Bu bir fenomen,hic sonu yokmus gibi ve beynim daha bunun karsılastırmasını bitirmedi.Her seferinde fanlara bakıyorum ve garip geliyor.Meksika'da,İtalya'da ve simdi Amerika'da nerde ilerlersem insanların reaksiyonu cığlıklar oluyor.

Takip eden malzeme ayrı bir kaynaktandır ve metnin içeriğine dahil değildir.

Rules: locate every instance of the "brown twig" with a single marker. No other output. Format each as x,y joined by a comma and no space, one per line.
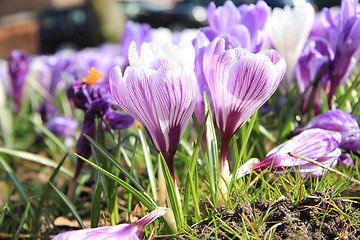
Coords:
323,166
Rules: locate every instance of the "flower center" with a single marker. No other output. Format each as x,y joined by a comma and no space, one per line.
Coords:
93,76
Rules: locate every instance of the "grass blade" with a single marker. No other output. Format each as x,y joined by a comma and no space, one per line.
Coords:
141,196
212,162
17,233
244,143
108,156
69,204
173,197
149,165
35,158
16,183
95,203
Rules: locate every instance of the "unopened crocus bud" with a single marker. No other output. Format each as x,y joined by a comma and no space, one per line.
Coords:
119,232
18,69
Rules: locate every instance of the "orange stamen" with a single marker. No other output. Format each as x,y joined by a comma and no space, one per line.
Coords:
93,76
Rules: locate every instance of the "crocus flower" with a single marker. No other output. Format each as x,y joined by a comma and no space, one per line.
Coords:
317,144
289,30
95,99
316,54
18,69
119,232
158,92
338,121
240,82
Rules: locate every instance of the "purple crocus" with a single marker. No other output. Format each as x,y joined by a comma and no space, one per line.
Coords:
119,232
316,144
95,99
316,54
343,35
64,127
161,95
338,121
138,32
240,82
18,69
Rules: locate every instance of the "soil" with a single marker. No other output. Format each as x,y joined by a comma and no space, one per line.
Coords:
318,216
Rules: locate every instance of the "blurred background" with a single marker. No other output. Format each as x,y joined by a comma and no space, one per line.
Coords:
45,26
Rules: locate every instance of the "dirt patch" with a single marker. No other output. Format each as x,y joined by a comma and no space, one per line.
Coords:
318,216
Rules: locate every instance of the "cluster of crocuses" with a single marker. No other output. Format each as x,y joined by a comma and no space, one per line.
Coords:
237,61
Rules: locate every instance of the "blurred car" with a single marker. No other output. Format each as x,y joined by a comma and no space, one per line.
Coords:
192,13
59,28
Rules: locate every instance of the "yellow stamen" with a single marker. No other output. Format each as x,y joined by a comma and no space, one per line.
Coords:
93,76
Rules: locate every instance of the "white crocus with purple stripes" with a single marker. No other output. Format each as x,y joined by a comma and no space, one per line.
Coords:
289,29
119,232
160,93
317,144
240,82
152,53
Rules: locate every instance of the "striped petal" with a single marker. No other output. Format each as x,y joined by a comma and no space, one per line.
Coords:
161,100
240,82
316,144
123,231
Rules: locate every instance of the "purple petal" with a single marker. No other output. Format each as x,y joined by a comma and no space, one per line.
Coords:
18,69
240,82
316,144
118,120
338,121
161,100
120,232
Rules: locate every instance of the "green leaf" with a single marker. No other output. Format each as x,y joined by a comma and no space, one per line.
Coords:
35,158
23,219
141,196
95,203
45,194
16,183
246,139
109,157
212,160
69,204
149,165
189,185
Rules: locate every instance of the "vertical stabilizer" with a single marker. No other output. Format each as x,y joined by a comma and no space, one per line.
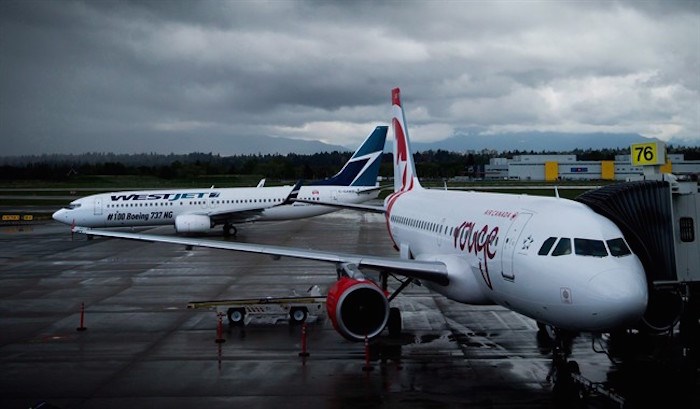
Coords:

Hic garip bir fan diyaloğun var mı?
Bir kız toplulugu evimin önünde duran arabama kücük notlar bırakmıstı.İlkinde ''ben garip biri degilim ama lütfen beni ara.''diye bir not.Sonraki günde ''lütfen beni reddetme'' ve daha sonrada ''eger beni reddetmeye devam edersen kendimi öldürürüm(fakat ben garip degilim tamam mı ?)'' diye bir not bırakmıstı.
Edward rolüne nasıl hazırlandın?
James Dean'in Rebel'deki performansından ilham aldım.Çünkü düsündüm ki bu stil bir vampire uyarlandıgında gercekten eglenceli olacaktı.Vücut dilimi biraz değistirdim,cok fazla koştum,boks yaptım iki ay boyunca günde iki saat ve dürüstce söylemeliyim hayatımda hic bukadar fit olmamıstım.Tuhaf yanı da sporda hic iyi olmamamdı.
Kristen ile ilişkin nasıldı?
Kristen harika biri ve sende ilk olarak telefonunu almalıyım dürtüsü uyandırıyor.Fakat kendimi sunu hatırlamaya zorladım,yüzde 90 olarak perdede ne yapacagıma,nasıl rol yapıcagıma.Karakteri onunla yaratma yönteminde oldukca eğlendim.Sahnelerimiz hakkında konusarak tüm gecemizi harcadık ve sonraki gün görüsümüz hakkındaki noktaları savunduk.Bu yaratma enerjisi aramızda cok özel bir bağ yarattı.
Eskiden neler yapmaktan hoslanırdın?
Sinemaya gitmeyi cok severdim,tonlarca film izledim.Eskiden cok fazla yazardım.Kendimi bir yazar olarak düsünürdüm.